The UK government launched a campaign today that seems scarily influenced by the likes of Katie Hopkins. The ‘eat less, move more, put out that fag and pour that pint away’ campaign – or the ‘One You’ campaign as it is officially known, is aimed at tackling the over 40’s middle aged spread and has cost the NHS 3.5million to essentially tell you information that you could easily decipher from a tabloid newspaper.
Critics of the campaign have branded it ‘patronising’, especially as it is aimed at a group of adults that are not just set in their ways but are presumably more worried with how to pay the bills than have the government suggest they skip that post work drink or that extra spoonful at dinner.
And while SLiNK magazine and myself are pro getting ‘Up, Out and Active’, there are definitely better ways to encourage and help people towards healthier choices.
The ‘One You‘ campaign asks viewers (there are tv adverts to direct viewers to an online survey) if they feel ‘fat and flabby’, ‘down in the dumps’ or ‘really knackered’ amongst other trivialising statements.
We know that there is a link – rarely discussed – between mental health and obesity – but asking if people are ‘down in the dumps’ not only suggests that the government is once again down-playing mental health needs but also implies that being a certain size will fix all your problems.
Lecturing adults – who are busy generating tax money for the government to sadly waste on a campaign which talks to them like eight year olds, is unlikely to be a great success but will of course allow them to chime, ‘Well at least we tried’.
But I don’t like to bash something without giving it a go. I tried the quiz – which was well laid out but the final analysis called for essentially no skill (you can try the quiz here)
It told me that not smoking was the best decision I have made for my health – thanks!
That I eat pretty healthily – I know this;
And that I should be doing 30 minutes of exercise, five times a week. I know this too, but at the moment twice a week is what I can schedule and I’m cool with that because I am an adult and that is my decision.
I don’t drink excessively (I was not counting my out of character birthday tequila at the weekend). And though the quiz asks for age, when I did it with my Dad and someone older than him, the advice was identical and doesn’t seem to account for scaling abilities or ages; it also doesn’t take into account any existing medical conditions either.
It is essentially utterly frothy at best and a total waste of money at worst.
It ends by giving you 4 apps that can be downloaded to tackle four key areas (exercise, drinking, smoking and food) but again, the likelihood of follow through seems very low. The whole process feels totally impractical and doesn’t take into account just how complicated health is.
In a period where there doesn’t seem to be enough money for district nurses, junior doctors and life saving treatments, do we really want our NHS to spend what money it does have rolling out a campaign that has very little practical end use?
We know that health and fitness and what we put in our bodies is important so why can’t we spend the 3.5million sensibly – like subsidising gym memberships, or ensuring that all areas have facilities for people to work out at. Imagine if we changed the age of allowing people to buy cigarettes or drink! We could subsidise healthier food options or even – and this is radical of course – ensure that food companies are legislated and managed and aren’t allowed to get away with pumping processed food with whatever they like.
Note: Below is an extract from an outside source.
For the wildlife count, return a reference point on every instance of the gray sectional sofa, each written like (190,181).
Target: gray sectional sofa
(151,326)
In an era where food banks are becoming more and more heavily relied on, this kind of waste of money shows just how out of touch the government can be.
Of course at the end of the day, when it comes down to it, the choice, as it should be, is our own. For the majority of us, we can choose the remote or a pair of trainers at the end of each day. And the ability to choose should be ours, after all they are our bodies and our lives but the government should be there to help us make choices and protect us as best they can through sensible subsidies, access and legislation; not patronising, money-wasting campaigns.